Non-research articles

Authors of non-research articles (usually commissioned reviews and commentaries) can include figures and tables that have been previously published in other journals provided they confirm on submission that permission has been obtained from the original publisher (if applicable) and cite the original article. Documentary evidence to support this permission must be made available to the Editor on request.

In order to avoid the potential for self-plagiarism, inadvertently or otherwise, authors agreeing to write commissioned articles should notify the Editor of any recent publications or invitations to write on a similar topic.

Open science

If authors have previously discussed or posted their own data in venues such as blogs, wikis, social networking websites, or online electronic lab notebooks, they are still able to submit their findings to BBASR's journals. However, given the rapidly evolving nature of these resources, where discussion of data or manuscripts posted to these venues has subsequently been incorporated into the manuscript, the Editor will make their own assessment as to whether there may be duplication in the submitted manuscript.

Study protocols

Publication of study protocols reduces the risk of non-publication of research findings and facilitates methodological discussion, and is encouraged by a number of BBASR journals. Therefore prior publication of a study protocol before submission of a manuscript reporting the results is not considered duplicate publication.

Summary clinical trial results in public registries

Posting of summary clinical trial results in publicly accessible databases is generally not considered duplicate publication. BBASR requires authors of manuscripts reporting clinical trials to have registered their trial in a suitably accessible registry (see our Trial Registration policy for more information). In the US, submission of trial results to ClinicalTrials.gov is a statutory requirement. More information on this requirement can be found here.

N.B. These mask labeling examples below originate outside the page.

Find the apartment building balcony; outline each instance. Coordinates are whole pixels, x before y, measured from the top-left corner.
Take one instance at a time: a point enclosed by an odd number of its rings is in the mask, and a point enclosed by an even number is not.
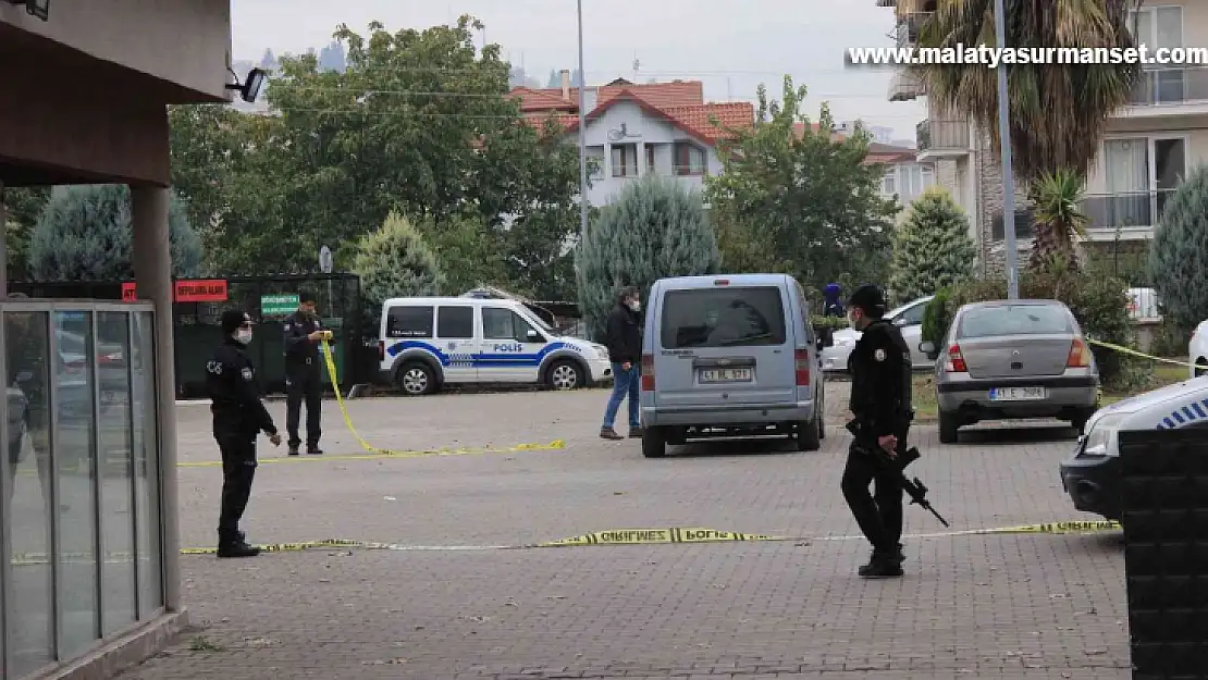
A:
[[[1173,188],[1121,193],[1090,194],[1082,200],[1082,211],[1091,222],[1086,240],[1137,240],[1154,237]]]
[[[1145,69],[1133,88],[1123,117],[1208,114],[1208,68]]]
[[[894,37],[898,47],[913,47],[918,45],[918,33],[935,12],[902,12],[898,16],[898,25],[894,28]]]
[[[914,126],[914,136],[919,162],[957,158],[968,155],[971,149],[968,121],[927,120]]]

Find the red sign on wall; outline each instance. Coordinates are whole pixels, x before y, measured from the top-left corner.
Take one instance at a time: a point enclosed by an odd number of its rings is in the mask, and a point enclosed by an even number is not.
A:
[[[176,281],[173,291],[175,302],[226,302],[226,279],[197,279]],[[138,292],[133,283],[122,284],[122,302],[134,302]]]

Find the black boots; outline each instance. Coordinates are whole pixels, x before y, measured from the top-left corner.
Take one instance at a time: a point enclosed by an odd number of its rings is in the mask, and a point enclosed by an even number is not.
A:
[[[219,557],[256,557],[260,554],[260,548],[249,545],[246,537],[248,535],[243,531],[238,531],[233,536],[219,535]]]
[[[902,562],[906,554],[902,545],[898,544],[898,550],[893,552],[872,551],[872,558],[858,571],[861,579],[896,579],[902,575]]]

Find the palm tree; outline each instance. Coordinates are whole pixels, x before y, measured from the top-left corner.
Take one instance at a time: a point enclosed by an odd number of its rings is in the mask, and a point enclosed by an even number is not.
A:
[[[1086,236],[1090,217],[1082,213],[1082,175],[1058,169],[1032,182],[1036,237],[1032,244],[1033,269],[1078,269],[1078,237]]]
[[[995,45],[993,0],[919,0],[935,12],[919,28],[919,47]],[[1136,47],[1129,10],[1139,0],[1005,0],[1006,45]],[[930,7],[928,7],[930,8]],[[913,68],[940,109],[962,112],[998,135],[998,74],[980,64]],[[1058,169],[1085,175],[1108,116],[1128,101],[1138,64],[1009,65],[1011,153],[1016,174],[1030,182]]]

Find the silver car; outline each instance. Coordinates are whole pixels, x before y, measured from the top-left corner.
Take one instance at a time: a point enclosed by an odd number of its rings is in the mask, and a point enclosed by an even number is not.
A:
[[[1058,418],[1080,432],[1098,406],[1099,370],[1068,307],[1055,300],[976,302],[957,310],[937,356],[940,441],[981,420]]]

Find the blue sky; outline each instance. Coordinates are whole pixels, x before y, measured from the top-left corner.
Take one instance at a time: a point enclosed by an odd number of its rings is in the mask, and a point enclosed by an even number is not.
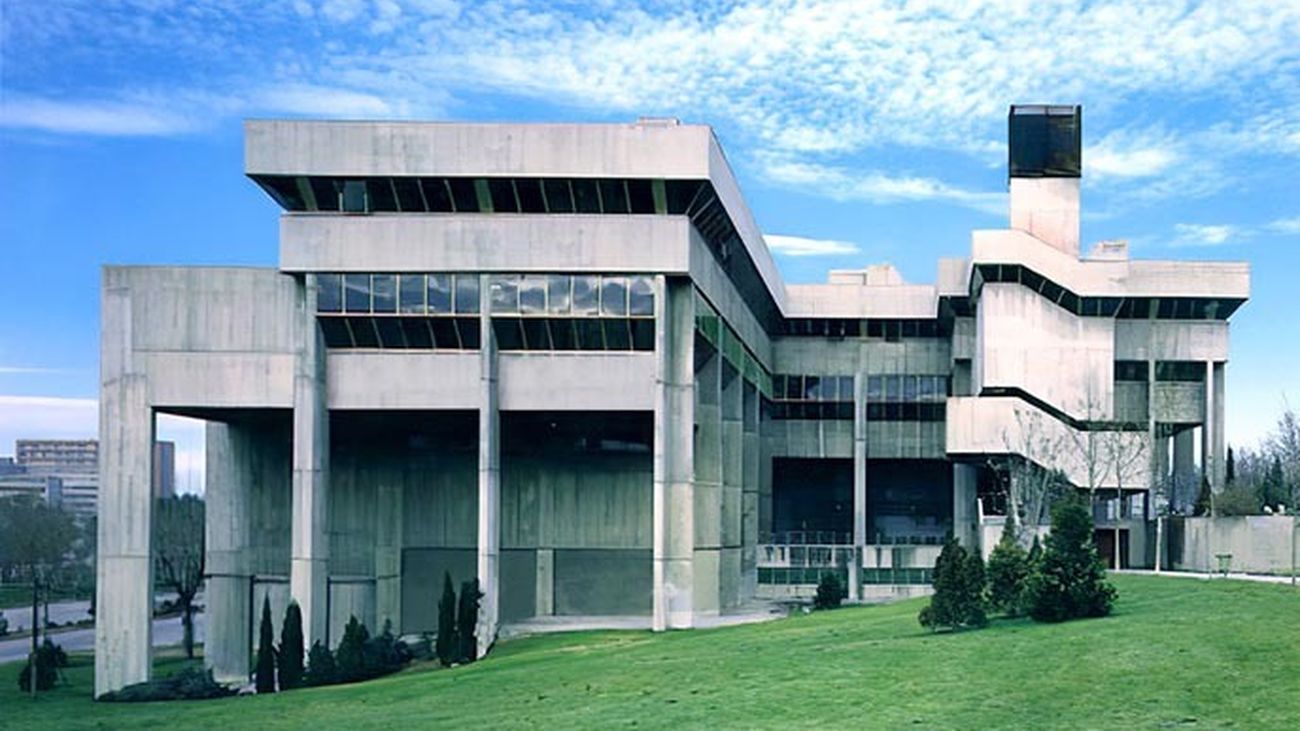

Table 1. Generally permissible and non-permissible forms of duplicate/overlapping publication

Previous publication/deposition

Guidance on permissibility

 Abridged articles

At the Editor's discretion, provided there is agreement from the original journal/publisher and the original publication is cited

Abstracts up to 400 words or posters presented at scientific meetings

Yes - published abstracts should be cited

Co-publication in multiple journals

At the Editor's discretion and with conditions, as outlined in the ICMJE guidelines

Cochrane systematic reviews

No, unless original or substantially updated

Datasets in public or restricted access repositories

Yes - datasets should be cited in/hyperlinked from the manuscript if possible

Figures and tables in non-research articles

Yes, if, where applicable, permission has been obtained from the original publisher by the submitting author

Health Technology Assessment reports

At the Editor's discretion - contact the Editor for more information

Open science: data posted and discussed on wikis, blogs, online electronic lab notebooks, networking websites incorporated into submitted manuscript

Yes, usually permissible

Preprint servers, including authors' personal and institutional websites

Yes – this does not constitute previous publication

Study protocol published

Yes - published protocols should be cited

Summary results in clinical trial registries

Yes - accession number should be included in the abstract

Translations into English

At the Editor's discretion, provided there is agreement from the original journal/publisher, no breach of copyright and the original publication is cited.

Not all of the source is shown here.